When I was 17 or so, I was on this weird liquid diet where I ate/drank only 5 or 6 shakes per day. My brother and I were visiting our friend S and passing through the home of some other friends, MJ & D. At the time, I didn't know these other friends very well. I knew them mostly because we are part of the same faith.
I had my disgusting powder to make my disgusting shakes with me. They were best cold and blended up with ice and diet cream soda. Sometimes I had to make do with water, or with them not really blended. This was gross. Since we were traveling, I didn't have any diet soda with me. But I needed to make one of my shakes and since we were at someone's home, I figured I could at least have it blended up. So I looked around for the blender and found it, or at least the top part, the part you put the liquid in. I was holding my little packet of powder and the top of the blender and was looking around for the bottom of the blender. I asked MJ, the lady of the house, "Do you have a base for this?"
She paused, then looked at me strangely. "No," she said.
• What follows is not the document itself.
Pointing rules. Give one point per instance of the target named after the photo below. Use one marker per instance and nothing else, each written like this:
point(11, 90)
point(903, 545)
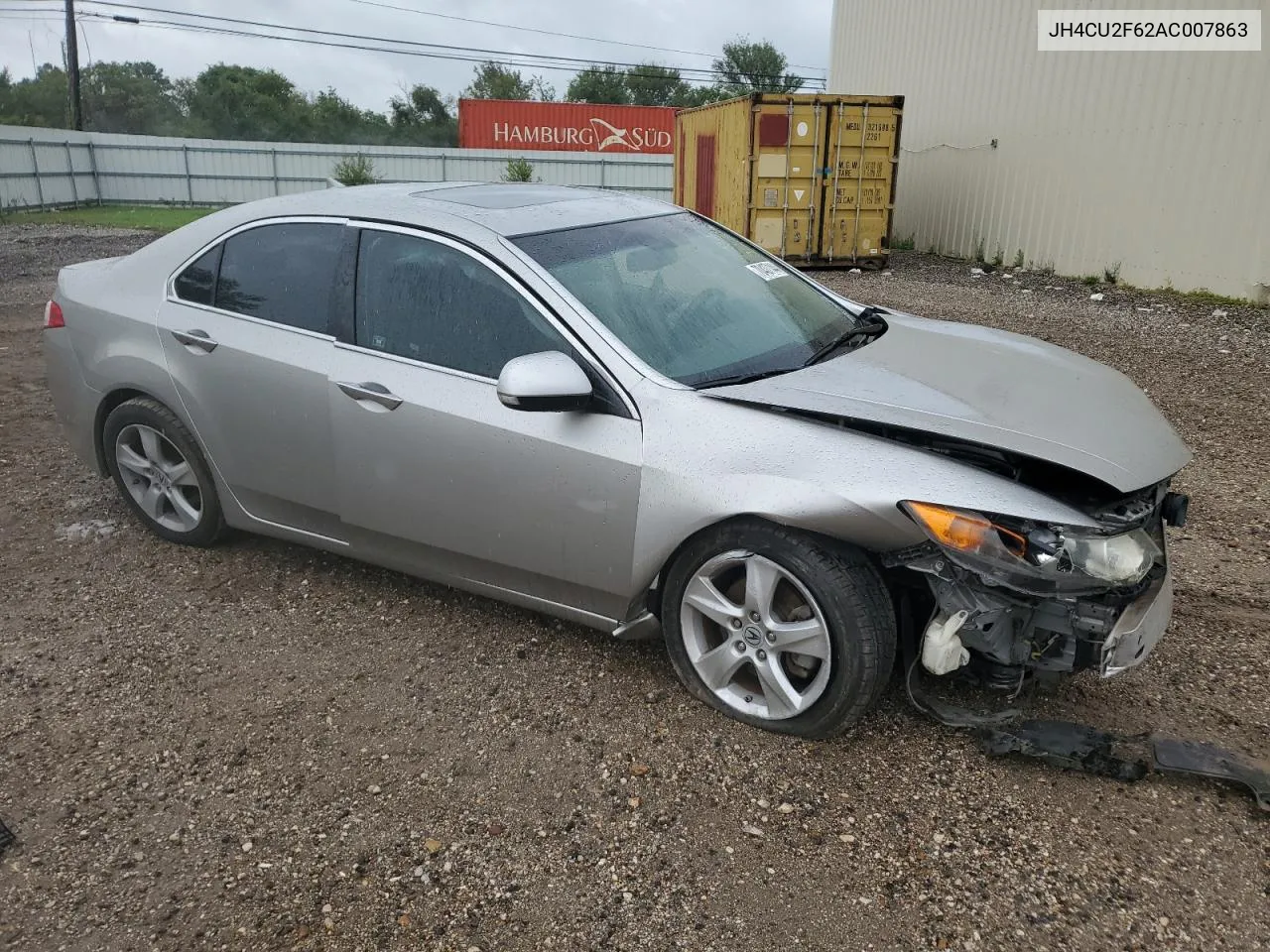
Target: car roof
point(504, 208)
Hmmm. Awkward moment. OK, she has a blender in her home, but she doesn't have the most important part, the part that blends things. Not only that, but when I ask for the base, she doesn't even have an explanation, like, "Oh! The base, I'm sorry, we accidentally sold it at the yard sale," or "Oh! The base, it electrocuted two people, we don't use it anymore," or something. I mean, who has a blender without a base? What is the point? And when I ask about it, why does she act as if *I* am the weird one? But I am in her home and I don't want to seem ungrateful or rude. And I don't know her that well. So I just say, "Um, OK," and abandon my hopes for a not-disgusting shake. I put the powder in the blender with some water, put the lid on, and self-consciously shake the blender back and forth as one might do with a bottle of juice, trying to pretend like this is what I'd planned all along. She watches me for a moment and goes back to what she was doing before.
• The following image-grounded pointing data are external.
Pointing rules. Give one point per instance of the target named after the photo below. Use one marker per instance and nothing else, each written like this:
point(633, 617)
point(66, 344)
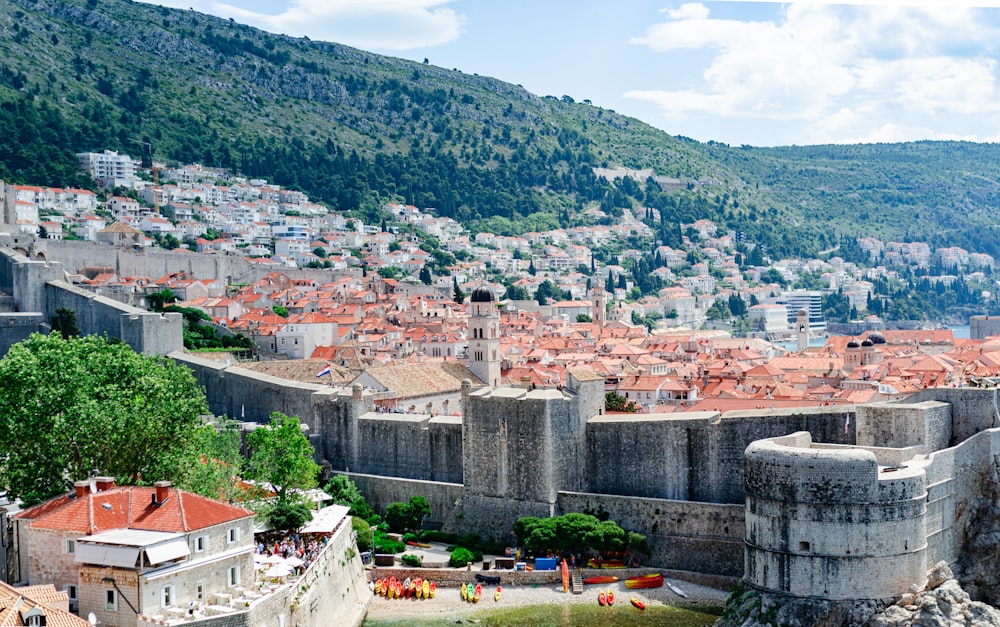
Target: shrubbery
point(460, 557)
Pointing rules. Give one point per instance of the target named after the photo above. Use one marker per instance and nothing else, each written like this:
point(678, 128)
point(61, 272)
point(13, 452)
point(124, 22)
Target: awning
point(122, 556)
point(167, 551)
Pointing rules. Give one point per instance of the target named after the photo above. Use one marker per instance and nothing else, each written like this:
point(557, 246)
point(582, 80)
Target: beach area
point(447, 607)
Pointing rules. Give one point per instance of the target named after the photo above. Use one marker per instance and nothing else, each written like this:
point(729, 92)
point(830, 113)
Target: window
point(167, 597)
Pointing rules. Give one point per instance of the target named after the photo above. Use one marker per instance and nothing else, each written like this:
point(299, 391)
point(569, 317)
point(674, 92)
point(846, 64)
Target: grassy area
point(573, 615)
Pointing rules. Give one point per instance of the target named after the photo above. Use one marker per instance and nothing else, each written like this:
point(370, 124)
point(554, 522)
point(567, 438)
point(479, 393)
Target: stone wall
point(702, 537)
point(831, 523)
point(926, 424)
point(380, 491)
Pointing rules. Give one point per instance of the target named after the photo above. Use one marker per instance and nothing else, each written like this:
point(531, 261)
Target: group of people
point(307, 548)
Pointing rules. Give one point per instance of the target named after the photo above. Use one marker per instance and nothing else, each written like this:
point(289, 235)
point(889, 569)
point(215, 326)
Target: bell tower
point(484, 336)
Sometime later, I find this out (How, I don't remember. MJ and S must have discussed it and told my brother?):
MJ saw me, standing there with the powder, and when I asked if she "had a base for this," she thought I meant the base for my liquid shake. Like, "Do you happen to have, in your house, the base ingredient for my liquid shake, even though I am merely passing through, you hardly know me, and you didn't know until today that I drink liquid shakes?" Awkward moment for her. Hmmm. What kind of crazy question is that? And how to respond to such absurdity while still being polite? She settled for "No" and a bewildered look. Adding to the strangeness for her was my obvious surprise at her answer. Then I proceed to shake up my drink without actually using the blender. (I think that is was on the counter all the time and I just didn't see it. I don't remember that part either.)
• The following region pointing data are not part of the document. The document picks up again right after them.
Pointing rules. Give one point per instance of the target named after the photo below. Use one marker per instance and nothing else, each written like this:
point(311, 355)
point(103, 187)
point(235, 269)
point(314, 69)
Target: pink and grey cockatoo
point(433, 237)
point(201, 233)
When we each found out the other's side of the story, hilarity ensued. When we saw each other after that, sometimes we would ask the other for a base. But time went on and I don't think we've mentioned it for years.
Eighteen years later (a week ago), MJ asks for my address so she can send us a wedding present. It just came. A blender, base and all.
Friday, January 4, 2008
Subscribe to:
Post Comments (Atom)
10 comments:
Love the story... don't you love communication? Great to keep up on you... glad you are doing well!
Most of all, I love you telling this on yourself. I was waiting for the moment to come where she said that it wasn't actually a blender but a planter or inhaling machine or some other device that one wouldn't put a liquid or powder into. Happy blending. I do remember those shakes...
Now that is funny!!!
Great story with a happy ending!
I would have thought you were going to use it as a musical instrument and you needed a base guitar to accompany you.
I remember your shake phase too. Funny story. Two ships passing in the night, perhaps....
Yes, communication is a wonderful thing! Funny that people remember the shakes, so long ago. :) That would have been hilarious, had it not been a blender at all. I am certainly capable of mis-identifying an appliance. I've never been the handiest girl...:) Interesting, isn't it, blogball, how many definitions there are for certain words? As I think about it, base is also slang for crack (or used to be, in the nineties). A basehead meant a crackheard. You're welcome for that crucial piece of cultural enlightenment.
My favorite part of the story is the likelihood of the "base" being right there on the counter in front of you.....hee hee...but in some houses and kitchens it might be hard to find none the less...how
cool that they send you a blender for a wedding present! I betting the shake days on gone..but some yummy healthy fruit smoothies will get you off to a good start...
Indeed, the shake days are gone, for SURE. The any kind of diet days are gone! We're permanently in the eating healthy (with some pizza thrown in there for variety) and exercise days now. Yeah, smoothies.
Ha Ha! This is an awesome story! I love it!
really good story lady! I'm glad I found your blog! now I wanna know, who is this lady who gave you the blender, as if you would tell me, who as far as you know could be a total stranger...but I remember Daisy the dog who barked at the mailman.